Should an aggrieved state choose to respond—and should NATO choose to accept Russian parameters for the conflict—the conflict would remain framed as a Baltic state against unconventional forces. Responding NATO forces could choose to act in a similarly unconventional fashion or employ conventional forces with just enough strength to defeat the irregular actors. In either case, the objective is to avoid drawing the sponsor state (Russia) openly and conventionally into the fight.
In this gray-zone space, the role of the U.S. Navy is predominantly clandestine, relying on special operations forces. Navy SEALs and special warfare combatant-craft crewmen can be inserted quickly and covertly to conduct direct action, foreign internal defense, or security force assistance operations in an irregular (or light conventional) Baltic contingency. They can help Baltic countries repel the adversary’s irregular forces. The intention is to maintain the political fiction of substate conflict, responding with enough force to place the onus on the aggressor to decide whether to escalate. Doing so allows NATO to maintain credibility without invoking Article 5 and jeopardizing a conventional crisis—assuming the aggressor opts to deescalate. Should a Baltic state call for Article 5 consultations, it would present a new set of options for the United States and NATO. A NATO invocation of Article 5 involves a public recognition of the aggression, thus piercing the veil of ambiguity.
Conclusions
We should not think of sea power in a vacuum, but instead examine the Navy’s critical role in a battle to defend the Baltic states as part of a joint and combined fight. If maintaining a land access to relieve and defend the Baltics is not viable (which most likely it would not be), sea power is one of the few alternate, albeit risky, options for having U.S. forces support the conflict. Sea power could help keep the battle geographically contained, but it also could provide the option for horizontal escalation, which the joint force would otherwise be without. Often Baltic scenarios ignore the fact that all the states involved are littoral to the Baltic Sea, and—while Russia would prefer the contest to be entirely a land battle, where it holds distinct advantage—NATO’s earliest response is likely to come from the air and sea. In other words, by using sea power we negate the Russian advantages and play more to our strengths.

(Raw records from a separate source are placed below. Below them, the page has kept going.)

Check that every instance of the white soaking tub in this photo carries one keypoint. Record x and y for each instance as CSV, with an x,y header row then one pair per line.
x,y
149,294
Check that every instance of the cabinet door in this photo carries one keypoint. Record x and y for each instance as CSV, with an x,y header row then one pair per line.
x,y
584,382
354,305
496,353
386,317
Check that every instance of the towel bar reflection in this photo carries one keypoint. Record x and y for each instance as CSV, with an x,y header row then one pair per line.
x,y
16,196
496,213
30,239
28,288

Ultimately, Russia has great asymmetric advantages in terms of its ability to bring forces to bear against the Baltic states. In that context, U.S. sea power could provide flexibility and contribute to prosecuting a conflict against Russian aggression in several ways.

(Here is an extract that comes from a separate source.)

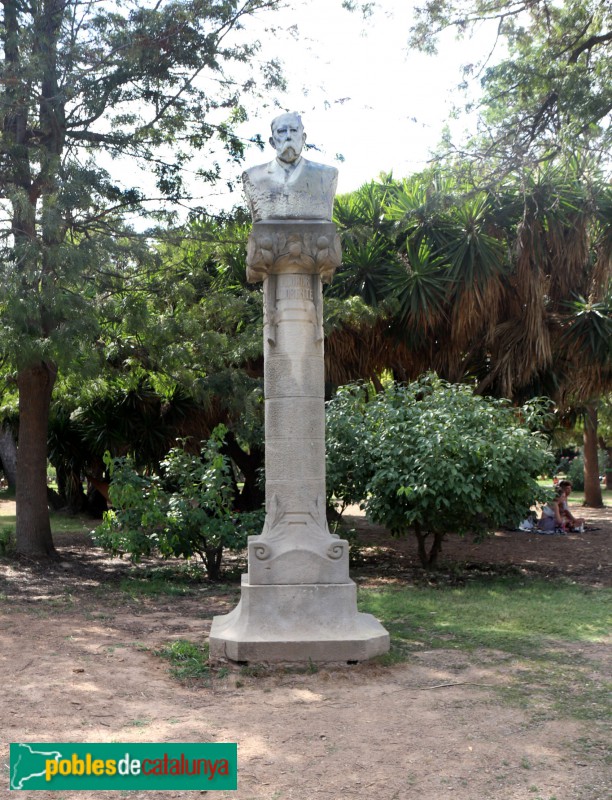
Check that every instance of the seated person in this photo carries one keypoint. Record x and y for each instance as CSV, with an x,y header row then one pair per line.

• Horizontal escalation: The U.S. Navy’s most valuable contribution to deterring Russia is in its ability to escalate conflict regionally and globally. While local geography and Russia’s military capabilities present a challenge to the U.S. Navy’s ability to fight in the Baltic Sea, it is possible to hold at risk Russian forces in the Eastern Mediterranean, Black Sea, Norwegian Sea, and even the Pacific to greater effect.
• Tripwire forces: The U.S. Navy could rotate forward-deployed patrol craft or littoral combat ships to the Baltic Sea to serve as tripwires and demonstrate our commitment to the Baltic states. While there are considerable drawbacks to this approach, it could be used to increase Russia’s risk of punishment for aggression against the Baltic allies.
• Gray-zone capabilities: The Navy’s vast experience in irregular warfare and maritime security could be used to great effect in a scenario where Russian aggression is ambiguous.
• Demonstrated capability: The intent to use any of the U.S. Navy’s capabilities—especially power projection, sea control, and all-domain access—to support a deterrence strategy must be clearly communicated to Russia. The challenge remains in making the threat of punishment credible. While much of this responsibility to forge a comprehensive strategy resides at the level of national policy, U.S. Navy leadership has a role and can be active in demonstrating U.S. Navy capabilities through visible exercises and operations.
The greatest advantages of U.S. sea power are its global posture, scalability, sustainability, lethality, flexibility, and maneuverability, all of which can greatly contribute to countering Russian aggression. The Navy’s capacity to surge, as well as to sustain meaningful presence at a distance, allows the force to modulate a response where and when it choses. Furthermore, its precision-strike capabilities can hold at risk Russian assets locally, regionally, and globally. Whether NATO is required to respond to Russian aggression in the context of Article 5 or in some other capacity, U.S. sea power can play a prominent role.
Author’s note: The author acknowledges the significant assistance of Alexander Alden, Michael Kofman, Alarik Fritz, Joshua Tallis, and Scott Truver from the Center of Naval Analyses in the development of this essay.
1. See David A. Shlapak, Michael Johnson, “Reinforcing Deterrence on NATO’s Eastern Flank: Wargaming the Defense of the Baltics,” RAND, RR-1253-A, September 2016.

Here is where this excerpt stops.